The minister specified the necessary characteristics and the purchase price even before all these details were published – the specifications were made public on 11 April. This allowed the manufacturer to get supplies and buy all the fabric for mask production available on the market.
“Even if the operation was carried out by mutual agreement, without any tender, given the exceptional circumstances in the country due to the crisis, there was no compliance with the current legislation in the field of state tenders,” Fawzi Chemingui said.
In addition, he doesn’t understand why the order was entrusted to a single manufacturer, “although there are at least five more factories in the country that are engaged in the same activity and have the same production facilities.”
Deputy Who Wanted to Sell Masks to the State
What shocked the public the most in this case is that Jalel Zayati is a deputy, and, therefore, has no legal right to have commercial relations with the state, as is specified in article 25 of the Tunisian parliament’s internal regulation and article 20 of the law 2018-46 on declaring property and interests, the fight against illicit enrichment and conflict of interest in the public sector.
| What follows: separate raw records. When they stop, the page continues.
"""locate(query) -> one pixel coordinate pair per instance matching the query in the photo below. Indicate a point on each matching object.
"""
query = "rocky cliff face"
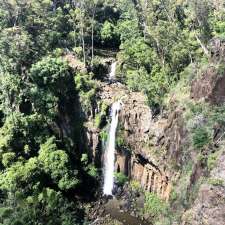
(209, 207)
(140, 135)
(157, 152)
The deputy is also a member of the parliamentary commission on industry and the deputy rapporteur of the commission on public administration and the fight against corruption.
Jalel Zayati doesn’t deny the facts but believes that there is no “conflict of interest, given that the country is at war, so there was no time to organize a tender,” as he said on Radio Mosaïque.
For his part, Minister of Industry Salah Ben Youssef explained his actions at a press conference on 17 April: “This factory has experience exporting products to European markets. Therefore, we can trust it in terms of product quality and compliance with standards,” the minister said.
The minister explained that he hadn’t been aware that Zayati was a deputy:
“I learned that he was a deputy only when I was in parliament two days ago,” the Businessnews website reported, citing the Minister.
Reporting to Parliament
The Minister of Industry was invited to two parliament sessions, one with the Committee on Good Governance and the Fight against Corruption, and the other with the Committee on Industry, chaired by MP Abir Moussi, leader of the Parti destourien libre (PDL).
“It’s the Tunisian Federation of Textiles and Clothing (FTTH) [of which Jalal Zayati is Vice President] that proposed his manufacturer to the Minister. I, therefore, reminded him [the Minister] that Zayati was an MP and a member of our committee. He didn’t seem to know about that,” Abir Moussi said.
Abir Moussi, who questions the results of the Anti-Corruption Commission session – of which nothing is known – said she wants to take all the necessary measures regarding this affair.
"I proposed to send a letter to the parliamentary bloc which he is a member of, asking them to replace him in the committee because, in my opinion, he cannot remain a committee member. My proposal will be put to the vote at our meeting next Wednesday," she said.
Meanwhile, MP Jalel Zayati said that he no longer wanted to deal with the state and that in any case, he had never received either an order-warrant or any other written document. As for the masks already produced, he said he wanted to sell them in Europe at a higher price. Recall that the price set by the government is 2.040 dinars ($0.70) apiece.
So far, Tunisia, which is under a lockdown until 4 May, has confirmed 949 cases of coronavirus, 38 deaths, and 216 recoveries.